Here’s what Yum Brands reported compared with what Wall Street was expecting, based on a survey of analysts by LSEG, formerly known as Refinitiv:
- Earnings per share: $1.26 adjusted vs. $1.40 expected
- Revenue: $2.04 billion vs. $2.11 billion expected
Yum reported fourth-quarter net income of $463 million, or $1.62 per share, up from $371 million, or $1.29 per share, a year earlier.
Excluding items, the restaurant giant earned $1.26 cents per share. The company said its quarterly tax rate fluctuated, dragging its earnings down by 23 cents per share.
Net sales rose 1% to $2.04 billion. The company’s global same-store sales increased 1% as well.
Pizza Hut reported same-store sales declines of 2%, missing expectations of 0.6% growth. The pizza chain’s U.S. same-store sales shrank 4%, while its international same-store sales were flat.
KFC’s same-store sales rose 2%, coming in below StreetAccount estimates of 4.7%.

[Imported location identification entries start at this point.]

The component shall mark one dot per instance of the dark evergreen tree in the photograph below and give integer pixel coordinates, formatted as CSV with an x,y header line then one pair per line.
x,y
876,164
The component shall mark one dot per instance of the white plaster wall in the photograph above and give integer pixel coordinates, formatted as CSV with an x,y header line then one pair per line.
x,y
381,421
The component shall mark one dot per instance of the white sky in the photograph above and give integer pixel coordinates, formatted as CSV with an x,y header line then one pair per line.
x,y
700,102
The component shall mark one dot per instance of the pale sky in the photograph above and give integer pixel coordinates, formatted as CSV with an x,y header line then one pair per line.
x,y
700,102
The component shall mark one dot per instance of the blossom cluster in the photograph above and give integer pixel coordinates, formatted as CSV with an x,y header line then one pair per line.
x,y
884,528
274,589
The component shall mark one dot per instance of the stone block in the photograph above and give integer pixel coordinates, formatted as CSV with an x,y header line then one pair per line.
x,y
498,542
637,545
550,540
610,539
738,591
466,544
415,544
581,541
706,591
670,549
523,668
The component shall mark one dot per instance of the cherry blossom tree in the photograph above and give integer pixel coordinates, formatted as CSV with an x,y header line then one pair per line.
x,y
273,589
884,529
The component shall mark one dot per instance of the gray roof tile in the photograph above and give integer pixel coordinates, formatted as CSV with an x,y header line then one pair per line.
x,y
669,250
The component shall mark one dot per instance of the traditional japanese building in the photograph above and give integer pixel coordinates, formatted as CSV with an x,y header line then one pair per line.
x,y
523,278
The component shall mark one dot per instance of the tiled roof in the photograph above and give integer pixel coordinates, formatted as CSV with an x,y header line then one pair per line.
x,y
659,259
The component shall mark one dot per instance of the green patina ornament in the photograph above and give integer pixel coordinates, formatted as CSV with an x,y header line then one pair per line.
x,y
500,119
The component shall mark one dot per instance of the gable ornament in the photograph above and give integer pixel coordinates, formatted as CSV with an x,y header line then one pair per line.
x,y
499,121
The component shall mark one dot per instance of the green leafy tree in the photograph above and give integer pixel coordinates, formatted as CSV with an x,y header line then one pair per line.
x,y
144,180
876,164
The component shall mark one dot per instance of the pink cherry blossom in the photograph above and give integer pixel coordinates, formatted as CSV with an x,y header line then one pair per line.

Even Taco Bell, usually the gem of Yum’s portfolio, underperformed Wall Street’s expectations. The Mexican-inspired chain reported same-store sales growth of 3%, missing StreetAccount estimates of 3.8%. A year earlier, the chain reported same-store sales growth of 11%, fueled by the permanent return of its cult-favorite Mexican Pizza.
In 2024, Yum plans to pass several major milestones for its global footprint. Yum’s footprint will surpass 60,000 locations, CEO David Gibbs said in a statement, including a KFC footprint of more than 30,000 restaurants and a Pizza Hut tally of beyond 20,000.